Why? because “clean” or “not clean” data is actually highly dependent on the specific purposes for that data. The same applies for almost any other description of data (and many other things) made without meaningful context.
One example is sentiment analysis. In this case, limited or even no cleaning at all could work with Bayesian methods on unstructured data, such as reviews on Yelp.
Granted, every review would not make an equal contribution to the final determination of the consumer sentiment about that brand — but does it have to? Of course not.
Your House is Dirty.
How did that statement make you feel? I wrote it, and for me it is really uncomfortable. I’m not a total neat freak, but it gives me an emotional, visceral reaction.

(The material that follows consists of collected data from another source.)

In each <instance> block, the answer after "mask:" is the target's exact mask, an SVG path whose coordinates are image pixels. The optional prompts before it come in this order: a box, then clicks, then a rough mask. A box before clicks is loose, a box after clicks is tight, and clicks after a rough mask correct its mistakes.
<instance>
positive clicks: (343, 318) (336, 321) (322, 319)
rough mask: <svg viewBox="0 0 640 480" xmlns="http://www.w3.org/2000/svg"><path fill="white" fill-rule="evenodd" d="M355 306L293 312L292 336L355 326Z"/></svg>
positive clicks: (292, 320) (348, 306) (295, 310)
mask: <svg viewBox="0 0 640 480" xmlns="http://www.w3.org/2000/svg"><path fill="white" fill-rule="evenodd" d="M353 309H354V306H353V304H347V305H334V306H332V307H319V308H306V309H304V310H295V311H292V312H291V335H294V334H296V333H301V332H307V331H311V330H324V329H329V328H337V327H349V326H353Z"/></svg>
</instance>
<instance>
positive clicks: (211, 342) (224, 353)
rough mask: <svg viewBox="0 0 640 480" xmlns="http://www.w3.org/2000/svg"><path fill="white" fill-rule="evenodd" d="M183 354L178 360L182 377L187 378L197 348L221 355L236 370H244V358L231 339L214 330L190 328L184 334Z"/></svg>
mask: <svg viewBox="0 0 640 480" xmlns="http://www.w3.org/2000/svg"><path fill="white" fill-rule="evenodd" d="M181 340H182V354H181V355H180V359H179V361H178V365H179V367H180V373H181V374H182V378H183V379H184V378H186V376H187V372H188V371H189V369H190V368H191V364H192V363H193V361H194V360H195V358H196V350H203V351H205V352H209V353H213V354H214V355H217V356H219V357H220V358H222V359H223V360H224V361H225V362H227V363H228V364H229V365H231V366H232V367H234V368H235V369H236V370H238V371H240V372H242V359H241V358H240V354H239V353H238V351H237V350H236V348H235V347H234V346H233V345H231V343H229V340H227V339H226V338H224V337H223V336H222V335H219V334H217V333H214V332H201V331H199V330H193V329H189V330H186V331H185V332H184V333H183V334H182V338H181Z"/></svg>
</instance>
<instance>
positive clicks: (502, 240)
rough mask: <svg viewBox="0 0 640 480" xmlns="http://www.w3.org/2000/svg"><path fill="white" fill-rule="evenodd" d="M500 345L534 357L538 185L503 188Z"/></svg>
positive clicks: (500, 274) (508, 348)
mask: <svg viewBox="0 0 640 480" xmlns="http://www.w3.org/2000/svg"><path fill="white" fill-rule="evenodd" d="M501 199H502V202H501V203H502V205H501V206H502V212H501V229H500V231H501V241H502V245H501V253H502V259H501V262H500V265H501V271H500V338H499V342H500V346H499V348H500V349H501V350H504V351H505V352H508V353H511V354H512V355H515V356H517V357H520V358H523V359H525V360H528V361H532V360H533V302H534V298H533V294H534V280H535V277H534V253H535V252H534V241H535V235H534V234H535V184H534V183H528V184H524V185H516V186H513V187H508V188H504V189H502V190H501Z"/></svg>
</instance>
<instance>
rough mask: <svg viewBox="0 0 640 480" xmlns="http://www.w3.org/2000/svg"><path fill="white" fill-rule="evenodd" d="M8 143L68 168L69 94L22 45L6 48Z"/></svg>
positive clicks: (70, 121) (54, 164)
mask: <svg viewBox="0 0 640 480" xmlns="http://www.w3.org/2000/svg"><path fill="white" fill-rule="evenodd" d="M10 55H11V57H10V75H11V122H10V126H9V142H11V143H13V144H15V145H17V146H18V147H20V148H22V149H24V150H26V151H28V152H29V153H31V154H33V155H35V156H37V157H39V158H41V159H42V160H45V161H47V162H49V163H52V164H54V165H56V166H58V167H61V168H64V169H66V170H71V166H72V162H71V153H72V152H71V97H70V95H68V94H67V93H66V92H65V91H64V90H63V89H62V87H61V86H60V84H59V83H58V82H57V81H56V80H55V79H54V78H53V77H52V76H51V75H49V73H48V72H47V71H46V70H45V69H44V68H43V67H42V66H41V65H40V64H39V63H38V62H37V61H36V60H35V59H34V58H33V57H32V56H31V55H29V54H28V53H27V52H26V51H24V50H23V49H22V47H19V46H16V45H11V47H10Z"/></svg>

Why? Because I like “clean.”
But if someone wanted to come in with a white glove, I guess that person would be able to get a smudge on it somewhere. Now maybe I could clean up the place to pass even the most stringent white-glove test ...
But what if we came in with a microscope … regrettably, I’d find microscopic organisms in every home — mine, included.
But this being the case, we also know that our homes aren’t any less livable or enjoyable.
Let’s say we irradiated it. Like the perfect “cleaning” you may be envisioning for your data. Let’s just say we applied ultraviolet radiation to every surface. Now it’s as clean as we can get it ...
Is home that is anything short of irradiated better than being homeless?
The corollary … is good even if ‘not perfect’ data any better than being data-less?
The reality — “clean” in data and elsewhere really is in the eye of the beholder.